To compare the baseline signal between two conditions used to generate the photopic negative response (PhNR) of the full-field electroretinogram (ERG): red flash on a blue background (RoB) and white flash on a white background (LA3). The secondary purpose is to identify how the level of pre-stimulus signal affects obtaining an unambiguous PhNR component. A retrospective chart review was conducted on four cohorts of patients undergoing routine ERG testing. In each group, LA3 was recorded the same way while RoB was generated differently using various luminances of red and blue light. The background bioelectrical activity 30 ms before the flash was extracted, and the root mean square (RMS) of the signal was calculated and compared between RoB and LA3 using Wilcoxon test. Pre-stimulus noise was significantly higher under RoB stimulation versus LA3 in all four conditions for both right and left eyes (ratio RoB/LA3 RMS 1.70 and 1.57 respectively, p < 0.033). There was also no significant difference between the RMS of either LA3 or RoB across protocols, indicating that the baseline noise across cohorts were comparable.
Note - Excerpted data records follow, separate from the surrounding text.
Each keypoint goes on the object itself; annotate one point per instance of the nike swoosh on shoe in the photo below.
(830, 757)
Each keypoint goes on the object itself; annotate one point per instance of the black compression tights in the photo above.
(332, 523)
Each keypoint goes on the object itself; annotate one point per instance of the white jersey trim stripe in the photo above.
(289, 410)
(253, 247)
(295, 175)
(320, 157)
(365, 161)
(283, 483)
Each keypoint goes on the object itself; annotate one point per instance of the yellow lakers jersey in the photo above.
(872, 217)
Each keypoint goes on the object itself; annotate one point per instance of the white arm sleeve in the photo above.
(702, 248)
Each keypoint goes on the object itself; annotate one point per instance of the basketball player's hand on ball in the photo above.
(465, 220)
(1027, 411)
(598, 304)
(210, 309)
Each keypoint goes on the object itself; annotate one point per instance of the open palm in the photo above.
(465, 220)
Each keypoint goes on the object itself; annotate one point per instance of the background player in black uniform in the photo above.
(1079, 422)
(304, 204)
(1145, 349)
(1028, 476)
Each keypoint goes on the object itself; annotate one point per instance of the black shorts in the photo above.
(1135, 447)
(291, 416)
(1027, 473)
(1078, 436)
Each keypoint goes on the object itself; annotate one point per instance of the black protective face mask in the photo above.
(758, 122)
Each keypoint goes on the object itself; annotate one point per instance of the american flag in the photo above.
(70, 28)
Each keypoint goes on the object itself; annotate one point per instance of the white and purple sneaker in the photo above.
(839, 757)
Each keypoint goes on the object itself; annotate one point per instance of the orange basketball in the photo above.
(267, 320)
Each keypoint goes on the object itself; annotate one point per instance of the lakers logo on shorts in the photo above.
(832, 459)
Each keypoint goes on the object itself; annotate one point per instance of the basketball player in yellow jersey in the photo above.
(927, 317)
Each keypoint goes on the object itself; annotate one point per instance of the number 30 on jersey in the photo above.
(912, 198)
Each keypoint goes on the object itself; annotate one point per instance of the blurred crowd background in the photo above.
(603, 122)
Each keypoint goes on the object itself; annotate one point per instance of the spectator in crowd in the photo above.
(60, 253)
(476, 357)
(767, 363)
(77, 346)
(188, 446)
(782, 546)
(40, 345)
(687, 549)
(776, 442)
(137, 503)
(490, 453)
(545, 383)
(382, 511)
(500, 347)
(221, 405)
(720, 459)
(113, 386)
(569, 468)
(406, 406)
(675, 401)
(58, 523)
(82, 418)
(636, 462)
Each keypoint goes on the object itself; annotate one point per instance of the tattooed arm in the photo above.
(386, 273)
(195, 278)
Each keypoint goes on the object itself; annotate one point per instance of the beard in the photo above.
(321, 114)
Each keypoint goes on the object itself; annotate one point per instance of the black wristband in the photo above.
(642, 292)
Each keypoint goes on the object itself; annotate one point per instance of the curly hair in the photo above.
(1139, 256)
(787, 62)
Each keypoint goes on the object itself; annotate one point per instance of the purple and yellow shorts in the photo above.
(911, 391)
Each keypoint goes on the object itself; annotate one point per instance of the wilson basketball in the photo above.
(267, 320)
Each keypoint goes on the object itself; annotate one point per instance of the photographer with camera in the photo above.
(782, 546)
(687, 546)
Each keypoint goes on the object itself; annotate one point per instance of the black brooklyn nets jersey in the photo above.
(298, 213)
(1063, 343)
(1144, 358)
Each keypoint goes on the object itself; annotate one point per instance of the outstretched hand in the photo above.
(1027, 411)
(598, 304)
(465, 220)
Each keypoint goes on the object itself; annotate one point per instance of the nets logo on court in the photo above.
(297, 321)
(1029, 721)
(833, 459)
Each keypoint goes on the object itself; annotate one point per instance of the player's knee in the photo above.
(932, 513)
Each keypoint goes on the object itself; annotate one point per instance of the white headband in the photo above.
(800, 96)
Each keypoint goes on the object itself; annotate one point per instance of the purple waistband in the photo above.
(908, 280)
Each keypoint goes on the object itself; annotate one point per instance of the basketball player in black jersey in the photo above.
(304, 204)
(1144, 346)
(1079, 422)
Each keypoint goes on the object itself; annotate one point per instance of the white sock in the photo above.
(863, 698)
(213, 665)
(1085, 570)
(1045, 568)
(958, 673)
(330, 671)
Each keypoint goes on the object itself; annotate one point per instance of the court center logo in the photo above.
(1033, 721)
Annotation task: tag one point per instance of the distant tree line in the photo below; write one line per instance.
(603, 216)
Additionally, pre-stimulus noise was higher in signals where PhNR was not clearly identifiable as an ERG component versus signals with the presence of unambiguous PhNR component under RoB in all four groups for both eyes (p < 0.05), whereas the difference under LA3 was less pronounced. Our study suggests that LA3 produces less background bioelectrical activity, likely due to decreased facial muscle activity. As it seems that the pre-stimulus signal level affects PhNR recordability, LA3 may also produce a better-quality signal compared to RoB. Therefore, until conditions for a comparable bioelectrical activity under RoB are established, we believe that LA3 should be considered at least as a supplementary method to evaluate retinal ganglion cell function by ERG.